Ich bin Billy Buchholz. Ich bin immer noch gern allein. Aber ich weiß jetzt, dass ich jederzeit zurückkommen kann. In den Kreis. In den Whisky-Club. In die Menschheit. Und ich habe gelernt, dass die Tür nicht verschlossen ist.
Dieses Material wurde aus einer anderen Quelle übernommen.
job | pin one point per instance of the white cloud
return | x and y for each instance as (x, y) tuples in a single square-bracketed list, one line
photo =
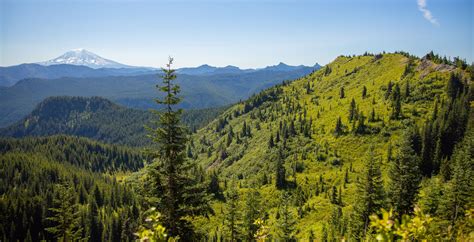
[(426, 13)]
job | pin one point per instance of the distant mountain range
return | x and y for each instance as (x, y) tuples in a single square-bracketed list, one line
[(23, 86), (83, 63), (82, 57), (96, 118)]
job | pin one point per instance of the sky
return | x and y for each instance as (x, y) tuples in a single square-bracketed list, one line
[(244, 33)]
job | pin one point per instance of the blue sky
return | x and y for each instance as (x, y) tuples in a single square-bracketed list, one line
[(245, 33)]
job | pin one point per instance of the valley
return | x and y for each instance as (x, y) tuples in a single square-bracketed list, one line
[(309, 159)]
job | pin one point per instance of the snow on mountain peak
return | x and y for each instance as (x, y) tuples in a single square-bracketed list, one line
[(83, 57)]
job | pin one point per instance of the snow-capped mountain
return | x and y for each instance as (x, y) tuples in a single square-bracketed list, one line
[(82, 57)]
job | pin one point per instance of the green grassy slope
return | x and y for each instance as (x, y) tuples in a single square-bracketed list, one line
[(312, 104)]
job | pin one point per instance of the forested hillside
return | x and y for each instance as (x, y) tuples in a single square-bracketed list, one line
[(97, 118), (370, 146), (200, 91), (58, 185), (317, 156)]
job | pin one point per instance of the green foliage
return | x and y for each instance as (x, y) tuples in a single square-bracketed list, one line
[(302, 124), (80, 152), (152, 230), (370, 198), (286, 220), (179, 192), (96, 118), (232, 213), (404, 178), (65, 215), (408, 228)]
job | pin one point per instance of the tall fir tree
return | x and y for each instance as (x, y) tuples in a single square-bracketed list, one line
[(66, 218), (280, 171), (182, 194), (252, 212), (286, 221), (460, 191), (396, 103)]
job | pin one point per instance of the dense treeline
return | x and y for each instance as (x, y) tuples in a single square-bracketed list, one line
[(41, 197), (309, 142), (96, 118), (337, 155)]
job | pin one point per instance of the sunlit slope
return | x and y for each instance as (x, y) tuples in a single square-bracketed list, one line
[(303, 114)]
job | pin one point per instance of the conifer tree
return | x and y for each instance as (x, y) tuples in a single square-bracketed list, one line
[(271, 144), (404, 178), (280, 175), (352, 110), (214, 187), (407, 90), (342, 93), (232, 213), (65, 217), (286, 222), (95, 225), (252, 212), (460, 191), (338, 130), (396, 103), (370, 196), (336, 224), (427, 152), (388, 92), (183, 195)]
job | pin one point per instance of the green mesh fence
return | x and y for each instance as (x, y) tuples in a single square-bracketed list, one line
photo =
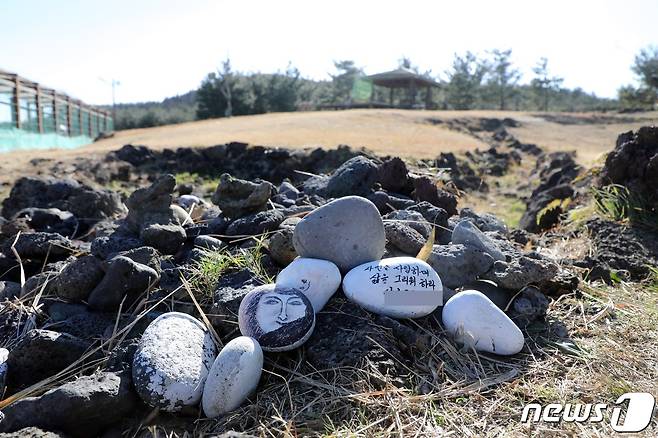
[(34, 117)]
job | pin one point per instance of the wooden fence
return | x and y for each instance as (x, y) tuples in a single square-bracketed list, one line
[(28, 106)]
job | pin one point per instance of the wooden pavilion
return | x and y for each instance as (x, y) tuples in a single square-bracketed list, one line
[(406, 79)]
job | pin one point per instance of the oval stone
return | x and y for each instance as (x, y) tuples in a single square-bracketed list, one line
[(172, 361), (399, 287), (233, 377), (279, 318), (317, 279), (346, 231), (475, 320)]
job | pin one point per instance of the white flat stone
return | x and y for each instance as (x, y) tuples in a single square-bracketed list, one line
[(233, 377), (172, 361), (476, 321), (399, 287), (315, 278)]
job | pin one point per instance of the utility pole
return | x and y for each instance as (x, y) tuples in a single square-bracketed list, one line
[(114, 83)]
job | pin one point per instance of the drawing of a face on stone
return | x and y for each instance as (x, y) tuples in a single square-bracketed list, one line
[(276, 309), (279, 318)]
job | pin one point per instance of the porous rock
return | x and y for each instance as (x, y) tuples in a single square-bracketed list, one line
[(347, 231)]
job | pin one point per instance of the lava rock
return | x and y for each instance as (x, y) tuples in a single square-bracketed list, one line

Sie klemmt nur manchmal ein bisschen. Aber dafür haben wir ja Dave. Der hat Werkzeug.
(Anmerkung der Autorin: Die in diesem Buch beschriebenen Personen sind natürlich frei erfunden, oder zumindest so stark verfremdet, dass mein echter Nachbar mich nicht verklagen kann. Sollten Sie jedoch einen Dave kennen: Umarmen Sie ihn. Aber warnen Sie ihn vorher.)
Kapitel 9: Das Woodstock der Introvertierten (oder: Wer hat den Tofu ins Wurstwasser gelegt?)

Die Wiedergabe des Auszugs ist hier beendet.